Over 20 years of experience in various areas of Telecommunications, Electronics, IT and Project Management in USA, Middle East, Canada and Pakistan. Special expertise in the areas of Optical Fiber Networking, SDH/SONET, DWDM, Carrier Ethernet, Microwave, Wimax, IP Technologies, Internet Security, DDOS, System & Network Administration, Alternate Energy, etc. Adept in System Engineering & Planning, Testing & Commissioning, Training & Teaching, Technical Support, Project Management, Troubleshooting, Documentation, Standards, Market Research, Product Comparisons, Technology Management, Project Management, etc. An International Trainer.

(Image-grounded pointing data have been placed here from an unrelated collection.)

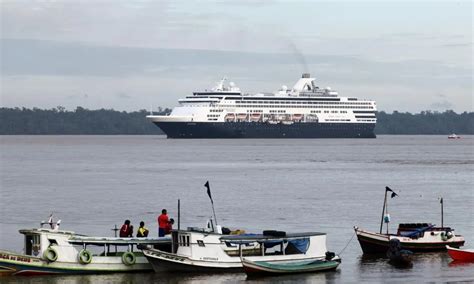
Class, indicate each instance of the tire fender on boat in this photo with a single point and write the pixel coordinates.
(50, 254)
(128, 258)
(85, 256)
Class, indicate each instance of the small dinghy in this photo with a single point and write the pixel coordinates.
(253, 268)
(465, 255)
(397, 256)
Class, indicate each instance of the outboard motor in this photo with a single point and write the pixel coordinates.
(397, 256)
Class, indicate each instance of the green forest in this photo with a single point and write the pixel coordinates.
(58, 120)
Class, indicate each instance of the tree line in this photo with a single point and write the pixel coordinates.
(108, 121)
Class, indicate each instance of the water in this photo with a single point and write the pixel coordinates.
(329, 185)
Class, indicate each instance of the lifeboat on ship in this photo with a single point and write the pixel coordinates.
(241, 116)
(255, 116)
(297, 117)
(230, 117)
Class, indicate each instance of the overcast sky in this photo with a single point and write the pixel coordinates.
(406, 55)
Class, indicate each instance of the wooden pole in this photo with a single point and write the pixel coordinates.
(383, 211)
(442, 213)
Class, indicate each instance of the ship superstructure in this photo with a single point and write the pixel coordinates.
(304, 111)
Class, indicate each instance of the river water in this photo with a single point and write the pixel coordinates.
(328, 185)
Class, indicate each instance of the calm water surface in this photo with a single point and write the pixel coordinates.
(329, 185)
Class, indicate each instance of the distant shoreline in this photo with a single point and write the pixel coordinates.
(81, 121)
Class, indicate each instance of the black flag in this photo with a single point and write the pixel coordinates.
(393, 193)
(208, 190)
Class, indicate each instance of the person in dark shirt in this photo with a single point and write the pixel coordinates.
(162, 223)
(142, 232)
(169, 227)
(127, 230)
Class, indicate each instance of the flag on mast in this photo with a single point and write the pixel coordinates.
(393, 192)
(209, 191)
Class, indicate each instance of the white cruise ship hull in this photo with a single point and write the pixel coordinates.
(178, 129)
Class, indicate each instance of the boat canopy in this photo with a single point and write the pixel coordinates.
(80, 240)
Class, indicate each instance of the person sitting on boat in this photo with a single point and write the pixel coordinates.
(169, 227)
(127, 230)
(162, 223)
(142, 231)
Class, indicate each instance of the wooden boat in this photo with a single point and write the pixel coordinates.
(464, 255)
(208, 250)
(54, 251)
(253, 268)
(397, 256)
(416, 237)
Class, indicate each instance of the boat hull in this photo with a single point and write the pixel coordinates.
(17, 264)
(254, 268)
(461, 255)
(167, 262)
(265, 130)
(374, 243)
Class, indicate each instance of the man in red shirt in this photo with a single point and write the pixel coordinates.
(162, 223)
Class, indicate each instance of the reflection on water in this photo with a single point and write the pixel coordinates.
(326, 185)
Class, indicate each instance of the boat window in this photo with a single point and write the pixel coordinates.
(297, 246)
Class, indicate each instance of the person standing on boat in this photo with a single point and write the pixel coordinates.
(142, 232)
(127, 230)
(162, 223)
(169, 226)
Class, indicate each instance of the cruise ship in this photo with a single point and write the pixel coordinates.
(303, 111)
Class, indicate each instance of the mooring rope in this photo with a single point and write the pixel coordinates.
(347, 244)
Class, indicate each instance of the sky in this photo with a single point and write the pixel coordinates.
(130, 55)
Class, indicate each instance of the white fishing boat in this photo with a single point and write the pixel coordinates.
(55, 251)
(208, 250)
(454, 136)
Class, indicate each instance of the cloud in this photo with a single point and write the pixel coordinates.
(123, 96)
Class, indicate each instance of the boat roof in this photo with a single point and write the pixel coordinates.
(261, 237)
(117, 241)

Contributed in a number of Fortune 500 and other Companies (Lucent Technologies, Alcatel, IBM, Celestica, HBC, KFUPM, PTCL, PMI and Telefocal) and widely traveled in Middle East, Europe, Asia, Africa, Oceania and North America.

35 Countries Visited/Lived In (Mostly for Work/Business):
- Asia: China (including Mainland, Hong Kong and Macau), Indonesia, Malaysia, Pakistan,
- Singapore, Sri Lanka, Thailand, Turkey,
- Middle East: Kuwait, Oman, Qatar, Saudi Arabia, UAE
- Europe: Belgium, Bulgaria, France, Greece, Netherlands, Switzerland, UK
- North America: Canada, USA [CO, CT, DE, IL, MA, MD, ME, NH, NY, PA, RI]
- Oceania: Australia, Fiji Islands, New Zealand, Solomon Islands
- Africa: Algeria, Congo DRC, Egypt, Ethiopia, Ghana, Nigeria, South Africa, Sudan, Tanzania

Holding Master’s and Bachelor’s Degrees in Electrical Engineering from foreign and accredited Universities. Honored with MEF-CECP, PMI-PMP and PMI-RMP Certifications, in addition to advanced certifications from Cisco, Sun and Lucent Technologies. Have strong qualities and skills in leadership, teamwork, analysis, negotiation and communication. Provided trainings to a number of different clients in Africa, Middle East and Asia. Currently engaged in multiple roles: Freelance Trainer, Visiting Faculty, and MEF Certification Committee.